Tony Cornish gains a lot of favor with Minnesota gun owners for being pro-gun rights. However, he’s also a ruthless statist and apologist for rampant abuses of power by police. Two days ago he submitted a letter to the editor to the Star Tribune that offers tips on how us lowly peasant can survive police encounters. Let’s take a look at his tips and translate them into laymen’s terms:
Lately, some advocacy groups have been asking what we can do to “reduce the use of force by police.” Well …
1) Don’t be a thug and lead a life of crime so that you come into frequent contact with police.
So… don’t be a cop?
2) Don’t rob people, don’t use or sell drugs, and don’t beat up your significant other.
Again, don’t be a cop?
3) Don’t hang out on the street after 2 a.m. Go home.
Don’t work night shifts.
4) Don’t make furtive movements or keep your hands in your pockets if told to take them out.
Shut up, slave, and do what the aggressive man who is showing intent to cause you harm demands you to do!
5) Don’t flap your jaws when the police arrive. Don’t disobey the requests of the police at the time. If you think you are wrongfully treated, make the complaint later.
Again, shut up, slave. If you think you’re being abused you should take it! You can file a complaint later, if you survive.
6) Don’t use the excuse of a lack of a job or education for why you assault, rob or kill.
Instead become a cop so you have the excuse of having a job to assault, rob, and kill!

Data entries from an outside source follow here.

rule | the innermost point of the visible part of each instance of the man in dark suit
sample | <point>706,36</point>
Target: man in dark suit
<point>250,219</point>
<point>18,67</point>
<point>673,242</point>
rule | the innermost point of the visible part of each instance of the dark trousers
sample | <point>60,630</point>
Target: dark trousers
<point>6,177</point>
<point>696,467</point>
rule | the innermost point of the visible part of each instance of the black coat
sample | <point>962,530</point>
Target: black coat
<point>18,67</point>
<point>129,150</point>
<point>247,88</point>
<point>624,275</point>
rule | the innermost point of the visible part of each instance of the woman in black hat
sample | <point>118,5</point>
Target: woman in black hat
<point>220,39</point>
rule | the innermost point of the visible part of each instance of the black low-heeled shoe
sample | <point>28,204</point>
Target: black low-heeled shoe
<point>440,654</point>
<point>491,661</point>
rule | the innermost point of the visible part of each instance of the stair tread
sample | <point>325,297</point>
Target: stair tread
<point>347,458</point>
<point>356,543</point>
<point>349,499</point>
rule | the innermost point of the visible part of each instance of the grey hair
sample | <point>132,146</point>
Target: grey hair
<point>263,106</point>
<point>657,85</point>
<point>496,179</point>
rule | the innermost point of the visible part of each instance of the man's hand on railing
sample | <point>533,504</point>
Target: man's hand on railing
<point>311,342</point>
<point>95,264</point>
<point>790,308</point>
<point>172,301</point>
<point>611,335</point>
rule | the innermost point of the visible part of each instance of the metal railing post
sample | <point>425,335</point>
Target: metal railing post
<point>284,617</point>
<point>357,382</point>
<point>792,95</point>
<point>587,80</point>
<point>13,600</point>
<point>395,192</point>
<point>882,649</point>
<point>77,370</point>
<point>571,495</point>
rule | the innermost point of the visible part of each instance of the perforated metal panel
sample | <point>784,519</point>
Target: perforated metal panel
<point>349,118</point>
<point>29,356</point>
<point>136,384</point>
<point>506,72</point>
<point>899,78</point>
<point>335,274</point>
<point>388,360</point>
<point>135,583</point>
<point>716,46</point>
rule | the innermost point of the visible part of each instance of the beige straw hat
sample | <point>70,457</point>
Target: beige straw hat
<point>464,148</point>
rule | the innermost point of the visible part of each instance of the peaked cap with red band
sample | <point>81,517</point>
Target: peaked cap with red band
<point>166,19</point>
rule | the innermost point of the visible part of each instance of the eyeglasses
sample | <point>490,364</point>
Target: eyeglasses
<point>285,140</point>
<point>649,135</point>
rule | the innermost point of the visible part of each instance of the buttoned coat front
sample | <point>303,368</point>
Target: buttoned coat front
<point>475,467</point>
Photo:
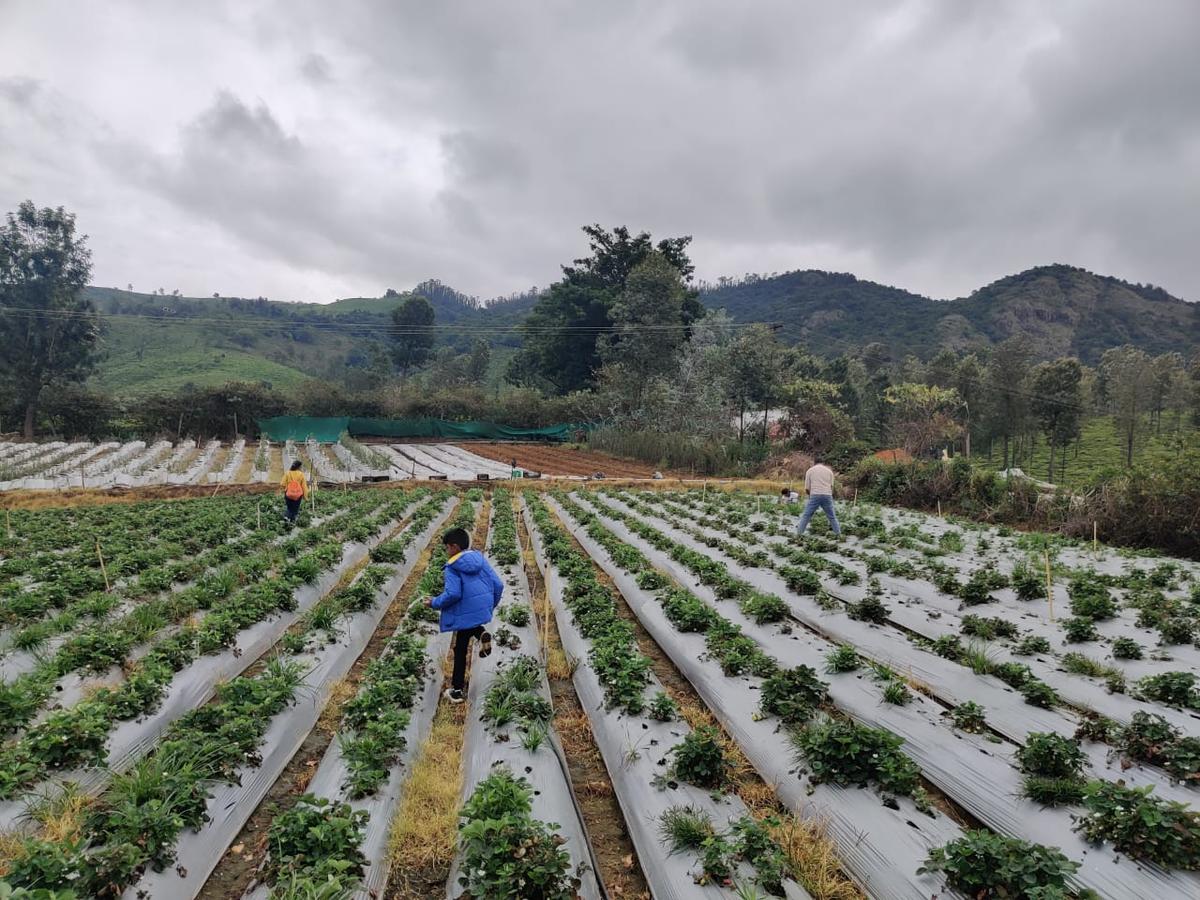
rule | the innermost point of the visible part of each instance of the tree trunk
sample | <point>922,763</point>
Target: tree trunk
<point>30,412</point>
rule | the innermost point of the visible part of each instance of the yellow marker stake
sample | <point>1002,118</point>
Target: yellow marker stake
<point>1049,585</point>
<point>103,570</point>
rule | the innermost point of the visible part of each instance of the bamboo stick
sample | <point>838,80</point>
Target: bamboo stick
<point>1045,556</point>
<point>103,569</point>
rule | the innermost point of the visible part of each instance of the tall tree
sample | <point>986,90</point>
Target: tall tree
<point>1007,371</point>
<point>562,331</point>
<point>412,333</point>
<point>922,415</point>
<point>1057,403</point>
<point>47,329</point>
<point>480,358</point>
<point>1125,387</point>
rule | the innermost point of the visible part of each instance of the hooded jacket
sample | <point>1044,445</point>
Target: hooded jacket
<point>472,592</point>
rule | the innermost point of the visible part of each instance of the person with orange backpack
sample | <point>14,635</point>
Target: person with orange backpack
<point>295,489</point>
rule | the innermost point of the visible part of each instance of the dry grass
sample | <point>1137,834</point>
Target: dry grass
<point>342,691</point>
<point>423,835</point>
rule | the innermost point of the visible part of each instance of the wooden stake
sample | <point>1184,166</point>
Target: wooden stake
<point>1045,556</point>
<point>103,570</point>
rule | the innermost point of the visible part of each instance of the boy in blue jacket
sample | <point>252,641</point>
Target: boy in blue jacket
<point>471,593</point>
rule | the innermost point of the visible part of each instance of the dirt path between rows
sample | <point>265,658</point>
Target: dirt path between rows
<point>238,868</point>
<point>621,870</point>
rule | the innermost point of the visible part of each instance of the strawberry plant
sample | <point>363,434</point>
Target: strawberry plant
<point>318,838</point>
<point>1126,648</point>
<point>1141,826</point>
<point>507,853</point>
<point>969,717</point>
<point>793,695</point>
<point>700,760</point>
<point>982,864</point>
<point>845,753</point>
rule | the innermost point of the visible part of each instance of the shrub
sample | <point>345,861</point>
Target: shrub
<point>1141,826</point>
<point>793,694</point>
<point>1031,645</point>
<point>1176,630</point>
<point>663,708</point>
<point>1126,648</point>
<point>841,659</point>
<point>970,717</point>
<point>982,864</point>
<point>507,853</point>
<point>315,833</point>
<point>849,754</point>
<point>700,760</point>
<point>1080,629</point>
<point>1176,689</point>
<point>988,628</point>
<point>1091,599</point>
<point>1038,694</point>
<point>870,609</point>
<point>1050,755</point>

Tips one and two seem to disagree with tip six. The first two advise you to not live a light of thuggery, theft, and violence, which means you should avoid becoming a law enforcer. But then tip six advises you to have a job that allows you to commit assault, robbery, and murder, which is what law enforcers do. Tip three is bizarre since it’s basically a variation of blaming a woman’s clothing choice for her being raped. The only difference is he’s blaming a person’s work shift for being harassed or assault by the police. I also find the other two tips alarming because they advise you to submit to and cooperate with your abuser.

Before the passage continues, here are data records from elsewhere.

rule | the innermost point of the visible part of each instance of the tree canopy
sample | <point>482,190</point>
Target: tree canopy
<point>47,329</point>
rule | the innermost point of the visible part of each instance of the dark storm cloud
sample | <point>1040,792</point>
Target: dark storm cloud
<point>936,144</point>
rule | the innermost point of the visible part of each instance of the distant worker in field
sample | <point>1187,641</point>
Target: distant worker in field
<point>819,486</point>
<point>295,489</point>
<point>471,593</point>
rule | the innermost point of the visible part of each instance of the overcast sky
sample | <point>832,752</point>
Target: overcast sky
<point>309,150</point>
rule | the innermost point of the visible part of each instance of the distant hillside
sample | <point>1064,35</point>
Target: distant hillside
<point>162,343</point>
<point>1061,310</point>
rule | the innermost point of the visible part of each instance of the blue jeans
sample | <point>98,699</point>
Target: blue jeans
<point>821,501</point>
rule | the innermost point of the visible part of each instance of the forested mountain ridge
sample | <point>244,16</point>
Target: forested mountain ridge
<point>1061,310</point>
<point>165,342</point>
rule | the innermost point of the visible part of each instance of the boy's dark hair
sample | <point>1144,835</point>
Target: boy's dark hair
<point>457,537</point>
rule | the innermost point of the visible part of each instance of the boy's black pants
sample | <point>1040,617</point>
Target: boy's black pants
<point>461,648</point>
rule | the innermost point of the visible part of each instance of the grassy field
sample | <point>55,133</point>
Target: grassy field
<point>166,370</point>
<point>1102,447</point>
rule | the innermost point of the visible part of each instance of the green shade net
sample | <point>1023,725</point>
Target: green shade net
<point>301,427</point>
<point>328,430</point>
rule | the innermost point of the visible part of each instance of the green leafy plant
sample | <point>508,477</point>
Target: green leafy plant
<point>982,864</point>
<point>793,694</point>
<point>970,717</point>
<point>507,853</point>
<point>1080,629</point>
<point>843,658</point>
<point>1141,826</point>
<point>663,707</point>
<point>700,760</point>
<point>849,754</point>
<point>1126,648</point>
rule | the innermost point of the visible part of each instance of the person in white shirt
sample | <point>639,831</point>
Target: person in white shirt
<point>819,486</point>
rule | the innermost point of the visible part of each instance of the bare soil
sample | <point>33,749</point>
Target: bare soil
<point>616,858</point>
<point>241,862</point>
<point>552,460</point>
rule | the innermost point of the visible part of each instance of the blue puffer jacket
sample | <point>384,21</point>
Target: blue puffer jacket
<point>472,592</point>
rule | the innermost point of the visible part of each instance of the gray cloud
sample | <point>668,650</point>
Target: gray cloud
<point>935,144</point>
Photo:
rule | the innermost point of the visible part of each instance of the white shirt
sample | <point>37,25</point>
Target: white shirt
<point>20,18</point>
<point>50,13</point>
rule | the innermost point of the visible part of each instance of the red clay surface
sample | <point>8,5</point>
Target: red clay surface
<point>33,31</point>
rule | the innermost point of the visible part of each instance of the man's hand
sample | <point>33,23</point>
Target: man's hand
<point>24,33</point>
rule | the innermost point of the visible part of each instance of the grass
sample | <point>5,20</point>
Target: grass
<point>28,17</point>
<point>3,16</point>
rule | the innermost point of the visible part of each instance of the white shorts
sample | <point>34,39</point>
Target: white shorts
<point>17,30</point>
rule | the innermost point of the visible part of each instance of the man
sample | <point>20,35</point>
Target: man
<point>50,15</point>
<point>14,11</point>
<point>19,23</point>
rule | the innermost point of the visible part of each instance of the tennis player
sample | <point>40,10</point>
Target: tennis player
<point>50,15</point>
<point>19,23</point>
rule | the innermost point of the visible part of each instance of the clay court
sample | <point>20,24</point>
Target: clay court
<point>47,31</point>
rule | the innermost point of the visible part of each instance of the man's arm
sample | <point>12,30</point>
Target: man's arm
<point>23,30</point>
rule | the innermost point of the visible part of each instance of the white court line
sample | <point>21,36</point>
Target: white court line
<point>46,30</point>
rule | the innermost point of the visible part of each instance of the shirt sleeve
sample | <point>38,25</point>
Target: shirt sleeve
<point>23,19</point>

It probably won’t surprise any of you that Tony Cornish is a former police officer. It also shouldn’t surprise anybody that a man who sought a career choice that gave him power over others sought another career choice that gave him power over others. As you can probably tell from his letter he really enjoys being in a position of power. I wonder how he would feel if he was on the receiving end of the State’s truncheon instead of the giving end.